Conagra Turns to AI to Reengineer Supply Chain Cost Structures

Conagra Turns to AI to Reengineer Supply Chain Cost Structures

Conagra’s latest supply chain initiative shows how AI is shifting from a point solution to a core driver of structural redesign, powering long-term margin recovery after years of inflation and outsourcing drag.

In Brief:

Conagra is launching a long-term program to reengineer core work processes using AI and automation.

The initiative targets frozen foods first, where outsourced chicken production has constrained performance.

Productivity targets include over 5% cost reduction in FY26, driven by automation, data integration, and AI modeling.

From Cost Pressure to Systemic Change

Conagra Brands is taking a different approach to cost pressure. After five years of elevated inflation and third-party production strain, the company is redesigning how its operations work, using AI as a central enabler.

“We are kicking off an ambitious initiative to reengineer our core work processes, leveraging technology, including AI, to accelerate growth and lower costs,” said CEO Sean Connolly at the company’s latest earnings call.

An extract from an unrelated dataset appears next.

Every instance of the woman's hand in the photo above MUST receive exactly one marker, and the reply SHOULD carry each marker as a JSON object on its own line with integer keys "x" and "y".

The company’s AI strategy isn’t focused on surface-level improvements. Rather than layering AI on top of legacy systems, Conagra is embedding intelligent decision-making into the process architecture itself, starting with plant-floor automation, throughput modeling, and connected data environments.

CFO Dave Marberger pointed to specific productivity levers, including:

1. Connected shop floor modernization: Using data-driven monitoring to improve throughput and yields.

2. Manufacturing automation: Replacing manual tasks in production environments historically slow to digitize.

3. AI-enabled sourcing and tariff mitigation: Identifying supplier alternatives and cost engineering opportunities in response to new 2025 tariffs.

The company expects these efforts to drive over 5% productivity gains in FY26, up from 4% in FY25, and has explicitly classified tariff mitigation savings as a form of AI-driven cost productivity.

Repatriation With a Digital Backbone

A key area of focus is frozen foods, where supply constraints tied to outsourced chicken processing caused service disruptions and margin drag. Conagra is now investing in internal fried and baked chicken capacity, and using AI to avoid manual overhead as volume shifts back in-house.

“The advancement of our supply chain resiliency investments, including our chicken plant, will enable us to repatriate outsourced production at lower costs,” Connolly noted.

AI plays a central role in managing this transition. As production reshoring increases asset intensity, Conagra is deploying:

a. Scenario modeling for product design, helping the company reduce dependence on tariff-affected materials like tinplate steel.

b. Throughput simulation models to manage line capacity during facility upgrades.

c. Yield optimization algorithms to offset volatility in protein input costs (projected to inflate double digits in FY26).

By using AI to augment, not replace, labor and planning, Conagra aims to regain control while improving cost flexibility and execution precision.

AI as Structural Lever, Not Speed Booster

While the company hasn’t disclosed full implementation details yet, the framing suggests that AI will be integrated across planning, sourcing, manufacturing, and logistics, not just forecasting or analytics.

The shift reflects a broader inflection point. As Connolly put it, FY26 is a “transitory year,” one in which Conagra is willing to take margin pressure in order to reset for fiscal 2027 and beyond. That reset isn’t powered by price or headcount, it’s powered by rethinking how costs are created in the first place.

Looking Ahead: Will Cost Productivity Be Enough Without Demand AI?

Conagra’s focus on structural efficiency is timely, but it’s only half the equation. With frozen and snacks positioned as growth engines, the next test will be integrating AI more deeply into demand-side levers, personalized promotions, shelf-level targeting, and dynamic trade spend. If AI can simultaneously redesign the cost base and revive volume responsiveness, Conagra’s supply chain may become not just leaner, but sharper.